De forma ligeiramente mais contemplativa do que o cinema clássico, a obra ganha intensidade a partir do senso de urgência daquele amor. O diretor demarca as vidas em separado nas duas primeiras cenas, envolvendo a exploração da cidade e nos apresentando o lindo balneário de Deauville, que ficará para sempre marcado a partir desta produção. Há, ainda – retomando o que mencionamos acima – alguns ensaios sobre a ideia por trás das representações pela arte. Não com o verniz contemporâneo, mas de uma maneira bem mais ingênua. Em parte por se colocar em um audiovisual menos preocupado em formação crítica, mais deleitoso do que delituoso.
Só que alguns diálogos em “Um Homem, Uma Mulher”, dão pistas de que a própria forma de fruição pelo público impactava na concepção de produções como esta. Anne e Jean-Louis, em certo estágio, falam sobre o ato de ir ao cinema, enquanto espaço de diversão.

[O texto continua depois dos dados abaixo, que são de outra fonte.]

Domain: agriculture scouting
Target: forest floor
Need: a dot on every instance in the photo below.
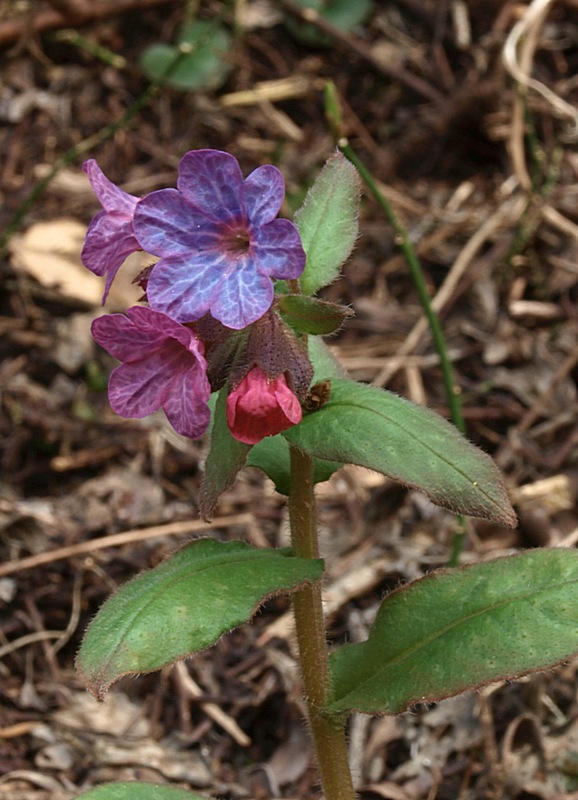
(477, 154)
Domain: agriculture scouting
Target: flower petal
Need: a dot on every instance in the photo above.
(109, 240)
(244, 297)
(259, 407)
(138, 389)
(211, 180)
(263, 193)
(166, 224)
(278, 250)
(110, 196)
(184, 288)
(186, 404)
(123, 339)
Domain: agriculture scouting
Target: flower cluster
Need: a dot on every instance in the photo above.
(220, 246)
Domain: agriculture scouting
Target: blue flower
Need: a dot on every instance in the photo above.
(218, 239)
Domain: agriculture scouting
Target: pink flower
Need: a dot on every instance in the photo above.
(110, 237)
(261, 407)
(164, 367)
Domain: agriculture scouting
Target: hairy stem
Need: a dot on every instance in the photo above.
(328, 734)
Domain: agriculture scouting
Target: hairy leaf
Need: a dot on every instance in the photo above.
(411, 444)
(272, 456)
(135, 790)
(460, 629)
(226, 457)
(183, 606)
(311, 315)
(327, 222)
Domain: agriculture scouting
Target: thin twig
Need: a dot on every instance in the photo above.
(119, 539)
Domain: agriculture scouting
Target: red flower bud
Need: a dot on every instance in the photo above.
(260, 407)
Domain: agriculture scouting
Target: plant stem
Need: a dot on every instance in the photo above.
(328, 733)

A consequência é que as pessoas “não levam a sério, só vão quando estão bem“. De fato, a impossibilidade de termos os filmes em nossa rotina sem se deslocar para uma sala escura fazia desta manifestação artística uma outra coisa. Por sinal, parte do virtuosismo hoje identificado não foi proposital. Estamos diante de um cinema de guerrilha, realizado com uma equipe de menos de dez pessoas e que possui sequências em preto e branco mais pelo orçamento reduzido do que por uma opção de linguagem.
Os tempos mudaram e hoje conseguimos viajar seis décadas no tempo, de uma França pré-1968 até um domingo frio no Rio de Janeiro no mês dezesseis de isolamento social em 2021. Não conseguimos mais viver a expectativa de quem espera o crush pedir à telefonista para conectá-lo a Montmartre 15-40. E, por mais que a sensorialidade de “Um Homem, Uma Mulher” seja impactada pelas mudanças tecnológicas, das cidades, das expressões audiovisuais e dos conceitos que impedem a romantização e a idealização do amor – a fagulha acessa por Claude Lelouch ainda gera identificação porque, usando outro chavão, “é impossível ser feliz sozinho“.
“Certos domingos começam bem e terminam mal”, como diz o personagem de Trintignant – e quem já viveu as despedidas de um amor à distância sabe a melancolia que um final de tarde nos traz. Somos capazes de jogar tudo para o alto, seja para viver a plenitude de amor, seja para fugir e transformar aquele trem no último. Até o dia em que não há um novo domingo para ser vivido.